Cette extension avait permis à la Belgique de maintenir une capacité de production stable en attendant le déploiement massif des énergies renouvelables. Cependant, l'échéance de cette prolongation a sonné pour Doel 2. Sa fermeture représente une perte d'environ 3% de la capacité électrique totale du pays. Pour Engie, cette opération est technique et logistique, le début d'un long processus de démantèlement qui durera des décennies et coûtera des milliards d'euros.
Au-delà des chiffres, la fermeture de Doel 2 porte une forte charge symbolique. Elle incarne la promesse d'une transition énergétique et la volonté politique de se défaire d'une technologie jugée risquée et génératrice de déchets ingérables. Pour les partisans de la sortie du nucléaire, c'est une victoire, la preuve que la Belgique avance vers un modèle énergétique plus durable et sûr. Pourtant, l'histoire ne s'est pas déroulée comme prévu.
Le grand virage : Pourquoi la Belgique a-t-elle prolongé deux réacteurs ?
Alors même que Doel 2 tire sa révérence, l'avenir du nucléaire belge est paradoxalement ravivé. C'est le résultat d'une série d'événements géopolitiques et économiques qui ont bousculé les plans initiaux.

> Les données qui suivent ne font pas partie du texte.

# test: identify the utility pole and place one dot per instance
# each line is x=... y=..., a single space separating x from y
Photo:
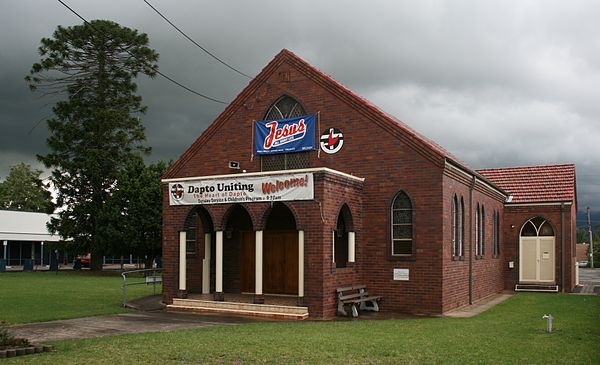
x=591 y=241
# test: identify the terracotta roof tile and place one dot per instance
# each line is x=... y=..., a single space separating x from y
x=529 y=184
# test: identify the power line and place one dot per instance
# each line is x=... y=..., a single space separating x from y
x=157 y=71
x=196 y=43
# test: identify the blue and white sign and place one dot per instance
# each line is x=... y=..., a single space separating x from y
x=285 y=135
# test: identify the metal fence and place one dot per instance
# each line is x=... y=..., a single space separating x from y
x=140 y=277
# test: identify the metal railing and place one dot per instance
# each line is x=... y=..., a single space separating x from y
x=146 y=276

Comprendre ce revirement nécessite d'aborder trois questions clés.
1. Pourquoi cette volte-face sur la sortie du nucléaire ?
La décision de prolonger de dix ans la durée de vie des réacteurs de Doel 4 et Tihange 3, initialement prévue pour 2025, est la conséquence directe de la guerre en Ukraine et de la crise énergétique qui en a découlé. L'envolée des prix du gaz naturel, la réduction drastique des approvisionnements russes et les craintes de pénurie ont contraint la Belgique, comme de nombreux pays européens, à revoir sa stratégie énergétique.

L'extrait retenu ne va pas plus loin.